Esto ofendió a la socialdemocracia que ahora infunde miedo, se acerca al giro completo y vuelve a mostrarse como el socialismo intolerante y violento que quiso disimular. La defensa de la libertad individual, del libre albedrío, del mérito, del modo de vida occidental, la preservación del ámbito privado, el traspaso de las tradiciones a los hijos, el amor romántico y la inviolable vida íntima son un estigma y pobre del que ose defenderlos. ¡Pero estos eran valores que la democracia liberal consideraba sagrados!. El Estado se arrogó atribuciones mucho más allá del Bienestar. Otra vez la democracia es un peligro como en el viejo dogma soviético, otra vez los individuos no son capaces de saber lo que es bueno para ellos, otra vez hay que “reprogramarlos”, (sólo que ahora se llama “deconstruir”) porque votan mal, comen mal, consumen mal, aman mal, educan mal, producen mal, rezan mal, recuerdan mal, lloran mal y se ríen peor. 

La socialdemocracia entregó sus buenos modales y revirtió su tolerancia. Si la solidaridad o la redistribución no son un arma para lograr sus designios, bien sirven el expolio, la cancelación o la censura. La lucha por la libertad se condena como egoísmo y se tolera una crítica puntual si esa crítica se desenvuelve dentro del marco del consenso. Las supuestas derechas aceptadas son las que hocicaron ante los poderes superiores en línea con la agenda socialdemócrata. Pero no habrá piedad para quienes tengan otra agenda o se atrevan a desafiar su poder, aún cuando sea necesario pasar por sobre los valores de las mismas democracias liberales.

El socialismo del Siglo XXI no fue el que sufrió ni censura en redes, ni cancelación de sus cuentas en bancos internacionales, y sus representantes siguen hablando en Davos o en ONU no importa cuantas salvajadas cometan. China goza de una consideración del mainstream internacional que se le niega arbitrariamente a cualquier líder que saque las patas del plato socialista. Ya ni se trata de simular tolerancia y la libertad de expresión sólo es aceptable si se atiene a lo que el consenso socialdemócrata considera decente.
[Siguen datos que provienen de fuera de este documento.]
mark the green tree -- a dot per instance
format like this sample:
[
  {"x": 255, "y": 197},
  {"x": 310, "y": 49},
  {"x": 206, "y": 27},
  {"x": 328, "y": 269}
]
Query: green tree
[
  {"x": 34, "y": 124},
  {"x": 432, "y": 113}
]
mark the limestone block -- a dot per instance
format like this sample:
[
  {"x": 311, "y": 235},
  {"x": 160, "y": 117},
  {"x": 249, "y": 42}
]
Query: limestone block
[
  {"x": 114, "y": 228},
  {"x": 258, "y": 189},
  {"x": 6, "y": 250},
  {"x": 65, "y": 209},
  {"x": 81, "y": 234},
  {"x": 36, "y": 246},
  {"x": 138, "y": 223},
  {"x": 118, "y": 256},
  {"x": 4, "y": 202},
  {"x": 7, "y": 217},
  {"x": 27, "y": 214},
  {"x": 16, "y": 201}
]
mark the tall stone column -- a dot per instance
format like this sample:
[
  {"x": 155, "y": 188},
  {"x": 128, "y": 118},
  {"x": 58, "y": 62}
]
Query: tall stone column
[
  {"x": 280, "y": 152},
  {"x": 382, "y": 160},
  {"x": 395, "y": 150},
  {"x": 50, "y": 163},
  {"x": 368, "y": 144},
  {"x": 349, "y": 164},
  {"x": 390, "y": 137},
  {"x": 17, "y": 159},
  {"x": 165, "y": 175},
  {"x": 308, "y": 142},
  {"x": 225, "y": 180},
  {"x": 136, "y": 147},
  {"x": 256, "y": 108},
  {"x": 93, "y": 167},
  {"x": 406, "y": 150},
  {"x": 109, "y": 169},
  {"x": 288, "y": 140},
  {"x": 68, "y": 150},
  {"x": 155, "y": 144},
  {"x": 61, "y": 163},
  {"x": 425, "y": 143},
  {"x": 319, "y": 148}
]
Si alguna idea va contra el diseño del Bien Común, ha de ser necesariamente mala y es lícito silenciarla. La descalificación hacia el disidente está justificada así como el atentar contra sus bienes y contra su persona misma. Todo lo que no es consenso es populismo, fake o discurso del odio y no hay acción injusta o ilegal que presente reparos a la hora de combatir la disidencia. La socialdemocracia lo tenía todo, pero como el alacrán no pudo contra su naturaleza y desplegó a los ojos del mundo su totalitarismo matriz ante la menor resistencia. Pegó la vuelta completa, se pasó de rosca. Tal vez, después de todo, sea una buena noticia.

El otro grupo que planteó disidencias podía, o no, tener puntos en contacto con el liberal, pero estaba más ligado a la conservación de la tradición cultural. Este grupo vio en jaque su marco de valores bioéticos con cuestiones como el aborto o la eutanasia. Se sumaban a su alarma el desprecio a su concepto de familia, la radicalización de la intervención educativa, las modificaciones del lenguaje, la reescritura de la historia o la relativización de la ciencia según criterios políticos decididos de arriba hacia abajo.